Investment researcher Jefferies also has high hopes for the new combination as it and traditional manufacturers try to grapple with the challenge of new technology.
“We remain supportive of Stellantis as a blueprint for legacy (manufacturers) to remain relevant in an industry undergoing fundamental transformation. Both parties have demonstrated above industry-average operating and capital-allocation skills,” Jefferies analyst Philippe Houchois said.
“Key strategic priorities in our view remain 1) Brand portfolio given the mix of mostly regional brands with core franchise strength but relatively low premium exposure, 2) China requiring an innovative approach and 3) Electrification moving from reluctant to fast follower and vertical integration. First indications on governance are positive with a slim and independent Board. We remain convinced that the pace at which (manufacturers) address legacy issues matters as much if not more than investing in EVs (electric vehicles),” Houchois said in a report.

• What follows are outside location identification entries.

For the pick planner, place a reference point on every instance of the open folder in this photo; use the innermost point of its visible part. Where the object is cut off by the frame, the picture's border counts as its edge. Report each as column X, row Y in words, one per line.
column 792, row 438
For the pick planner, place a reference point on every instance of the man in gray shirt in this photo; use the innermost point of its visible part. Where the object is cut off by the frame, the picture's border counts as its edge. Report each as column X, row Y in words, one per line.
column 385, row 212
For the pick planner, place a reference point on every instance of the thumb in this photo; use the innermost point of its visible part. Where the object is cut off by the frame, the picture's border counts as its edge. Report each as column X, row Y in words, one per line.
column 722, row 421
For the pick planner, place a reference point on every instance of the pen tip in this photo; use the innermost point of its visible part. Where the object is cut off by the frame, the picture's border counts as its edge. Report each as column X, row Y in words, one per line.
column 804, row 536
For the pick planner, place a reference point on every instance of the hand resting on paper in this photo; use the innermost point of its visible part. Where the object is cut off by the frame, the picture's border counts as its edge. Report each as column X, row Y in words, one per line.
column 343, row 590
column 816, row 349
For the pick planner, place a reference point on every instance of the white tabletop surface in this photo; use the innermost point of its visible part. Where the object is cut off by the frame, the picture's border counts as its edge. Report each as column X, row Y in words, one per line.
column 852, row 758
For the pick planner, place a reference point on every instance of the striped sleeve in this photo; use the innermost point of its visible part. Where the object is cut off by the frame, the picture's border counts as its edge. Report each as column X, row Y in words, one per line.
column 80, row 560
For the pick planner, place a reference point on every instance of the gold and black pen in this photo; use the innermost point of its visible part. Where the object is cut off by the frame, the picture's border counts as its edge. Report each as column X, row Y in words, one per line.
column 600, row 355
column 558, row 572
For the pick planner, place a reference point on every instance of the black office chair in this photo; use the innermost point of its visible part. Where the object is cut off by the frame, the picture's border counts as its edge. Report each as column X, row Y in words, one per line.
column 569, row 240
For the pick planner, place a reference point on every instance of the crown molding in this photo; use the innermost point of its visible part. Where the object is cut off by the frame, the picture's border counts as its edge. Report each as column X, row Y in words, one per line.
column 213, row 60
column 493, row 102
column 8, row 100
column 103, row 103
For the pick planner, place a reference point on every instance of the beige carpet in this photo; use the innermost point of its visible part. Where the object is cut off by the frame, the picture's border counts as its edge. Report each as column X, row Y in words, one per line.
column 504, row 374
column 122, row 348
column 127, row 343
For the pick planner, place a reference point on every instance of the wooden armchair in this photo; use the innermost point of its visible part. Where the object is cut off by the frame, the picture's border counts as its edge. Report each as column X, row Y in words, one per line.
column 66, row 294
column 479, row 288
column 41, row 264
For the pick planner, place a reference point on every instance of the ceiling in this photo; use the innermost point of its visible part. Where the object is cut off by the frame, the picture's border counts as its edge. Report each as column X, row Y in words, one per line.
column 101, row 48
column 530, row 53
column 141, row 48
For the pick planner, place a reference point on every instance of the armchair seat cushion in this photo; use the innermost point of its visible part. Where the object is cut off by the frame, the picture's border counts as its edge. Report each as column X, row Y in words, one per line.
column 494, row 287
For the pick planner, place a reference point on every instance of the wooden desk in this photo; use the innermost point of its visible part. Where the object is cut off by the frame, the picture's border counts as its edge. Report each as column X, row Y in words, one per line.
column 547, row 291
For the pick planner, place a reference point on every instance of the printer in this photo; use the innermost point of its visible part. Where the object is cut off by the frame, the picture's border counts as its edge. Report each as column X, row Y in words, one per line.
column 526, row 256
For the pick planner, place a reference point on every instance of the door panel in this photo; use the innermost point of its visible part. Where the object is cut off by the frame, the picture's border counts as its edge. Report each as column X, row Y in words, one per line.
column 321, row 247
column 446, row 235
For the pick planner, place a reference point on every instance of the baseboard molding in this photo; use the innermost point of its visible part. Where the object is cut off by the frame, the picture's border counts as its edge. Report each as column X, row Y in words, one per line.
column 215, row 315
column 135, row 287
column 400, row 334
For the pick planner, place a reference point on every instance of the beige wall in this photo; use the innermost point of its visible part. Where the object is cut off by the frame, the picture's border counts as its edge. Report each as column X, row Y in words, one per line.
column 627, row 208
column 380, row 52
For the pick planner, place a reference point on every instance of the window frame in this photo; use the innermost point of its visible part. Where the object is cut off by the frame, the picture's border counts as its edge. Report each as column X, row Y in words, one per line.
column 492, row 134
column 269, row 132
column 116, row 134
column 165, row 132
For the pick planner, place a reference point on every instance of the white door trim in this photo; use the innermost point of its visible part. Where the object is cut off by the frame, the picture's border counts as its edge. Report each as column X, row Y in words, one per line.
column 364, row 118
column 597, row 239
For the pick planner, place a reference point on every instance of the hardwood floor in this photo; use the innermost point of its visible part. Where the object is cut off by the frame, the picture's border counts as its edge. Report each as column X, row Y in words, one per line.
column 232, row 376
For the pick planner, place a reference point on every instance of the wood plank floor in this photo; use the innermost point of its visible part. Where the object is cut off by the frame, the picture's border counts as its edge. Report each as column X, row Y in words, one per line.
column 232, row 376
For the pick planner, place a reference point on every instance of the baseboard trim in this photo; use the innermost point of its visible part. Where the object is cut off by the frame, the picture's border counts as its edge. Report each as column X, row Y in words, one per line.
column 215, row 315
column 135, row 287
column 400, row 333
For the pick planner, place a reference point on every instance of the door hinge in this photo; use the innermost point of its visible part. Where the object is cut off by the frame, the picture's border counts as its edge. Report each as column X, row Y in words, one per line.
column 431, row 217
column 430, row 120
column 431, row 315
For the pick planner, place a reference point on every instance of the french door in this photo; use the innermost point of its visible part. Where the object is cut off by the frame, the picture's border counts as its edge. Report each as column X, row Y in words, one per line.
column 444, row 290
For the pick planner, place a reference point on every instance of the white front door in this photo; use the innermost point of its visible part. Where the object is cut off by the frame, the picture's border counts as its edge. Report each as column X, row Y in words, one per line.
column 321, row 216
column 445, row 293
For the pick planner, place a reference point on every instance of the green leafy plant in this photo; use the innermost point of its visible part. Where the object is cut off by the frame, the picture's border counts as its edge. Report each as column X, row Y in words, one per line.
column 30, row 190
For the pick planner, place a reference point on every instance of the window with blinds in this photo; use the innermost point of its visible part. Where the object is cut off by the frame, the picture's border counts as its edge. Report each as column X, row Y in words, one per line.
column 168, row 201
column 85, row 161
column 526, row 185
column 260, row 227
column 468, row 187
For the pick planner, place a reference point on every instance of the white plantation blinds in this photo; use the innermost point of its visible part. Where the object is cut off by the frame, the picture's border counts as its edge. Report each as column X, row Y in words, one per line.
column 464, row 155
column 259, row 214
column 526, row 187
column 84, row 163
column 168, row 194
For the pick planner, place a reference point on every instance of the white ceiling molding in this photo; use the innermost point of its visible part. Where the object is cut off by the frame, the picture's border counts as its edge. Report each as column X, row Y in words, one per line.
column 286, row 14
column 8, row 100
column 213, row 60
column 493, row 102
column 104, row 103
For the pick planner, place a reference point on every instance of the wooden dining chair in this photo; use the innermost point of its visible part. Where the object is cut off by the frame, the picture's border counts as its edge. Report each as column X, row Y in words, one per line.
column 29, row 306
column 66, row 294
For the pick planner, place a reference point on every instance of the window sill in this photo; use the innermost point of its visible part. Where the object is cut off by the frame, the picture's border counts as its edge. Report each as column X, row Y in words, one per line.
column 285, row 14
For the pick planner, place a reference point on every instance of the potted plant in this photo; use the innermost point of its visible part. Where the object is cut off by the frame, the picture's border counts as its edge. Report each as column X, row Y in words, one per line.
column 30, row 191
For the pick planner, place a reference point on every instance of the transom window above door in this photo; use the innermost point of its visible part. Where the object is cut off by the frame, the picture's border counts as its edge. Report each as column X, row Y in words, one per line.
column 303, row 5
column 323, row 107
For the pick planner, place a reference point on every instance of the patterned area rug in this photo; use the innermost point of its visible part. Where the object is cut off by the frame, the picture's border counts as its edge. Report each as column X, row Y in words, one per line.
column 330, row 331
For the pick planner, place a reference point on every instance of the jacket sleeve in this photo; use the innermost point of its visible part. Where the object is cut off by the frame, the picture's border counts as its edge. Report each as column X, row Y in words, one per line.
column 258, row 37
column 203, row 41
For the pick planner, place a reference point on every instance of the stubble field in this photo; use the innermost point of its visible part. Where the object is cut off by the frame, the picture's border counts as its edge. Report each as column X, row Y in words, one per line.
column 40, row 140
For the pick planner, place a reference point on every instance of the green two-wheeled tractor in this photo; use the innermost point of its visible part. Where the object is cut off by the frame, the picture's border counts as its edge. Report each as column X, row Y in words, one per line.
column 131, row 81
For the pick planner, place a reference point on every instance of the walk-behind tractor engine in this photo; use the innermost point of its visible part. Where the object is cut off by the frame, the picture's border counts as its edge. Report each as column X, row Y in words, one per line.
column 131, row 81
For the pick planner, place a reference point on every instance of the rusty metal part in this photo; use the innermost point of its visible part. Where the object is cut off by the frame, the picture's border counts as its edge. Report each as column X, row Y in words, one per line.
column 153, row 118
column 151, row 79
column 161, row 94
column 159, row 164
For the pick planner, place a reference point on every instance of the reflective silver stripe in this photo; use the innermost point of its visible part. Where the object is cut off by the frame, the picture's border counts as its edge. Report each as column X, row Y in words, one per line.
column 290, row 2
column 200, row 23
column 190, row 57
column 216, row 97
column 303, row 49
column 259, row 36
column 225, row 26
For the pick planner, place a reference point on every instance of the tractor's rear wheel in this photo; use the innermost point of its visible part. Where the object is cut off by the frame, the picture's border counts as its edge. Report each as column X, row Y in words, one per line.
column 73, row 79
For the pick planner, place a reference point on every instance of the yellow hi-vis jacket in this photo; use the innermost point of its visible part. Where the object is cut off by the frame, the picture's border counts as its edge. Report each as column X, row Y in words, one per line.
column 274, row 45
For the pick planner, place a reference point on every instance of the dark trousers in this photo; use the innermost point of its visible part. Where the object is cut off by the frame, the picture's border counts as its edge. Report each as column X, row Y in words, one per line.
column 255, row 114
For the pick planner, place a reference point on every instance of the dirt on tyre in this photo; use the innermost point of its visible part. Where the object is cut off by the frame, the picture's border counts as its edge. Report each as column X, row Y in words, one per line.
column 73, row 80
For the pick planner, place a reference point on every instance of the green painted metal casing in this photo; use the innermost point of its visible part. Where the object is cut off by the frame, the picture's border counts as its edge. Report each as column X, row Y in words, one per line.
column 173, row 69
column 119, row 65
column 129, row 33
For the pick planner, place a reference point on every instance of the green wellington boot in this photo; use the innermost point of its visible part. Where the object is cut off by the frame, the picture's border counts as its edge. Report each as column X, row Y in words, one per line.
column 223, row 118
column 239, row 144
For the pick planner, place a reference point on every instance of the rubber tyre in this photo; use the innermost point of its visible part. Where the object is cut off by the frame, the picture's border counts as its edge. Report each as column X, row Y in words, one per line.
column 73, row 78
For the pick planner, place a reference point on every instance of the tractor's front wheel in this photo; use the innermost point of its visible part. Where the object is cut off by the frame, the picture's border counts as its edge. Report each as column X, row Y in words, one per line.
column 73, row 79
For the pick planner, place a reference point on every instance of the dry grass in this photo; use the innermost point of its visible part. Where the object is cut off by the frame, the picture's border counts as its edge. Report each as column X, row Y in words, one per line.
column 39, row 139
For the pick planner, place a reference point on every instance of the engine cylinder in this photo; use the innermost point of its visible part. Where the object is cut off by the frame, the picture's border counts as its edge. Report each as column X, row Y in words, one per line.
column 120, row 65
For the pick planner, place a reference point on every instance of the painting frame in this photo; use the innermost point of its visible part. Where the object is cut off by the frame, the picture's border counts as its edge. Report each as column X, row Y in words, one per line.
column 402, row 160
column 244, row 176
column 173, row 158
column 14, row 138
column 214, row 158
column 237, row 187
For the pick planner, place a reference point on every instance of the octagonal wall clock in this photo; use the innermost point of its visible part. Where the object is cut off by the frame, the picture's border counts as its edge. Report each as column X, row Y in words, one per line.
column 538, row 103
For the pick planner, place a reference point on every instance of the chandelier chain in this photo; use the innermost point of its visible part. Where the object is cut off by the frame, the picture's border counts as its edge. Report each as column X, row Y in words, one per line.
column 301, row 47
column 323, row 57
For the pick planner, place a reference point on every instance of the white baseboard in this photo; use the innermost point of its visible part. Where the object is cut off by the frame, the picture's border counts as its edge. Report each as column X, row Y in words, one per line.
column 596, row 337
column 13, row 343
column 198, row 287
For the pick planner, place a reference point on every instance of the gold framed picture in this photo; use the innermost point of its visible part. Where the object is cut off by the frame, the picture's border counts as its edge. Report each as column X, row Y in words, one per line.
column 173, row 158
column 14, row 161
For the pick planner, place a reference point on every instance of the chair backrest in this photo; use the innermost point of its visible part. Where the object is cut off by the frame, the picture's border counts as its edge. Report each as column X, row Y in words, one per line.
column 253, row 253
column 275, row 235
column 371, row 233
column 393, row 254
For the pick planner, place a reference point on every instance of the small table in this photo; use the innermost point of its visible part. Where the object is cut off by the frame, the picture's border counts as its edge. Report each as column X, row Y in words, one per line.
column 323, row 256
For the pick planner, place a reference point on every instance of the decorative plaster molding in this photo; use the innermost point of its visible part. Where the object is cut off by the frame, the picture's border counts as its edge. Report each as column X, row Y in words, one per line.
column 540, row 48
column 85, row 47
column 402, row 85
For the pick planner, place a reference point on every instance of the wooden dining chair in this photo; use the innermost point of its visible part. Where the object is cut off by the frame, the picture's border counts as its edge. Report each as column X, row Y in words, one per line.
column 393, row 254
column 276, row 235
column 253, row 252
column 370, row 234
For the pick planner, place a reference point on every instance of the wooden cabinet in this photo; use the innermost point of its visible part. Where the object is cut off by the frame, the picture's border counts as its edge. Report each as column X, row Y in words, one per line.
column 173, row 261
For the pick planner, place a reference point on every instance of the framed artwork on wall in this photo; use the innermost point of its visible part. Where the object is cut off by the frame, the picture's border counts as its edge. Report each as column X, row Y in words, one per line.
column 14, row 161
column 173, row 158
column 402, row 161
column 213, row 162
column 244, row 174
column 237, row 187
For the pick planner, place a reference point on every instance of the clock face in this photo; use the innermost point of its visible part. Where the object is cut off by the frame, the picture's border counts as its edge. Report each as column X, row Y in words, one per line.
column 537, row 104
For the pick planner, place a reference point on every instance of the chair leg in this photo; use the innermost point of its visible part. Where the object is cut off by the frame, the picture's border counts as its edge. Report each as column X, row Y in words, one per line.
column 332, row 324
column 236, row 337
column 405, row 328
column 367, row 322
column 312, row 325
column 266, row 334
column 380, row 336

Data and analytics company GlobalData said China is the key to Stellantis success.
“Most pressing is the group’s weakness in China – the world’s largest car market and a vital growth engine for any international auto player. Despite continued efforts from both partners, neither has been able to establish a strong sales base in the country or capture the market’s imagination with a stand-out model,” Mike Vousden, GlobalData automotive analyst, said.
“Industry estimates put both PSA and FCA’s capacity utilization in Asia-Pacific at just 8%, with most of that capacity concentrated in China. However, the Stellantis merger gives them a better chance at success than as separate competitors. Sharing rebranding costs, along with production facilities and distribution networks will spread the financial burden more widely across the newly formed group, reducing the risk to both parties and increasing the chances of gaining a foothold in the world’s most important vehicle market,” Vousden said.
Groupe PSA and FCA are expected to complete their merger January 16.
Stellantis will be domiciled in the Netherlands.